When Gabriel Sedlmayr returned to Munich in 1835 after his research trip to the UK, he sent John Muir, an Edinburgh brewer he had befriended, bottom-fermenting yeast. Muir, using instructions from Sedlmayr, brewed Lager in his brewery at 28 North Back of Canongate. . Problems propagating the yeast meant the experiment didn’t last long.
The first commercial imports of Lager arrived in the UK in 1868 . Bottom-fermenting beer, mostly in the form of Vienna Lager or Mïnchener quickly gained a toehold in the British market.
Though available, sales of Lager were tiny compared to indigenous styles, mostly because of the high price. Imported Lager cost around three times as much as a British beer of a comparable strength.

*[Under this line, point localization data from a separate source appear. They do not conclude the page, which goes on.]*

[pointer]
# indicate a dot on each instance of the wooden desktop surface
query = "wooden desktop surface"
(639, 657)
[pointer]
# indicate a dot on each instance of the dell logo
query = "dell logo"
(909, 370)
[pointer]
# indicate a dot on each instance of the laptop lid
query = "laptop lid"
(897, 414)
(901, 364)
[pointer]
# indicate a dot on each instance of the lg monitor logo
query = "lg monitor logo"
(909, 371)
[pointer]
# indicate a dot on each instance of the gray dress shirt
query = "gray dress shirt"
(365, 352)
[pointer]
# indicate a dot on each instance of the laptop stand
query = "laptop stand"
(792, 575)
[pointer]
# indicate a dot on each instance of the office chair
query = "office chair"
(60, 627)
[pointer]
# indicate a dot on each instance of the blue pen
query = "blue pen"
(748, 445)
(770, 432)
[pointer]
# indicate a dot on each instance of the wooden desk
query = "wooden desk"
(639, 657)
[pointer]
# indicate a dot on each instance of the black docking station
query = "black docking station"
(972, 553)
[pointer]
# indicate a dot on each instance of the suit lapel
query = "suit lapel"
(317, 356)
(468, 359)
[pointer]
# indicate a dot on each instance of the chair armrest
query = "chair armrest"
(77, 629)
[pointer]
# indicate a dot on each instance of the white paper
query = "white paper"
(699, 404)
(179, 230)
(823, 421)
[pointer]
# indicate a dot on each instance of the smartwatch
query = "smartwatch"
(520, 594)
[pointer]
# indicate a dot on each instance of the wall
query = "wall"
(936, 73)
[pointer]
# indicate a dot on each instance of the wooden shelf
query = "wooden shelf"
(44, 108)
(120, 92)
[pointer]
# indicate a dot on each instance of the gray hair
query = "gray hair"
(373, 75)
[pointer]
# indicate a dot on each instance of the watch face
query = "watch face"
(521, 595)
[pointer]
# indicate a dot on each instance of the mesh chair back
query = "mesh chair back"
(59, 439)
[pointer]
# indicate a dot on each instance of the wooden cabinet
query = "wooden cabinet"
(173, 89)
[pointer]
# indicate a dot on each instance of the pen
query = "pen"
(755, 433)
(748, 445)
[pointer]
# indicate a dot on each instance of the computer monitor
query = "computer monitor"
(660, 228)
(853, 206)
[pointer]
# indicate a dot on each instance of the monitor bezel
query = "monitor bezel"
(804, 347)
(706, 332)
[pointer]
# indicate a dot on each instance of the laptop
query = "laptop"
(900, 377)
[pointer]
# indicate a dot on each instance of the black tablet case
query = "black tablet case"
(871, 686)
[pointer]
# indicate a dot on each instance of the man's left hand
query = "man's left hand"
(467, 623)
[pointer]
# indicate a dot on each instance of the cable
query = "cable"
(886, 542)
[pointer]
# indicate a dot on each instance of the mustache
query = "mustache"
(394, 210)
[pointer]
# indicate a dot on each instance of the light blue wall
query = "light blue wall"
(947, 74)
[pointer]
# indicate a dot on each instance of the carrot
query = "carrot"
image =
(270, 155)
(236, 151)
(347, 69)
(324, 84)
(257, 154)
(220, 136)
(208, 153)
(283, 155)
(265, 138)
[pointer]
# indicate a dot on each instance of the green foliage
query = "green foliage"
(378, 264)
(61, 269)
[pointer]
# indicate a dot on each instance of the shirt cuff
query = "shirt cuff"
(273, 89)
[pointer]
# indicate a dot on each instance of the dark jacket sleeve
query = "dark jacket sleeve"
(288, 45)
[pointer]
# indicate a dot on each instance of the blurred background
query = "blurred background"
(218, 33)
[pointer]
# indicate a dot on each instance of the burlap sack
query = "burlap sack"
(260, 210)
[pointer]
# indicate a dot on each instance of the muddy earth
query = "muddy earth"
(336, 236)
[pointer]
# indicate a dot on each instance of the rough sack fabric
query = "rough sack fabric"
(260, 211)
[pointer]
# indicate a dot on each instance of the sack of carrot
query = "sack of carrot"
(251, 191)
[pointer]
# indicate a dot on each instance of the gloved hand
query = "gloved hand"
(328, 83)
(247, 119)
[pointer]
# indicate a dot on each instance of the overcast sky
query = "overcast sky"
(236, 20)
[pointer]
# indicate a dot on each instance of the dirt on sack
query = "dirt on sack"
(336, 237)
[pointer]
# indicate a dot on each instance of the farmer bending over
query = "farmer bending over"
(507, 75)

Lager imports increased throughout the late 19th century. I don’t have figures specifically for Lager, but I do know that it was almost all the beer imported to the UK.
|British beer imports 1860 - 1914|
|Brewers' Almanack 1928, p. 115|
|Brewers' Almanack 1955, p. 51.|
The high price Lager demanded drew the attention of local brewers, who reckoned there was money to be made brewing it in the UK. Several brewers tried brewing Lager in the 1870s, but with little commercial success. It was only in the 1880s that anyone was to have lasting success with UK-brewed Lager.
The brewers to achieve lasting success were those that invested in specialist Lager-brewing plant. For example, Tennant who built a state of the art brewery in 1889 and Wrexham Lager Brewery whose first beer was brewed in 1883 .
There were, however, several spectacular failures in the 1880s and 1890s, which seems to have put off most others from entering the Lager market. When imports were cut off during WW I, interest was revived in brewing Lager in the UK, but, other than a few experimental beers, nothing much came of it until peace returned.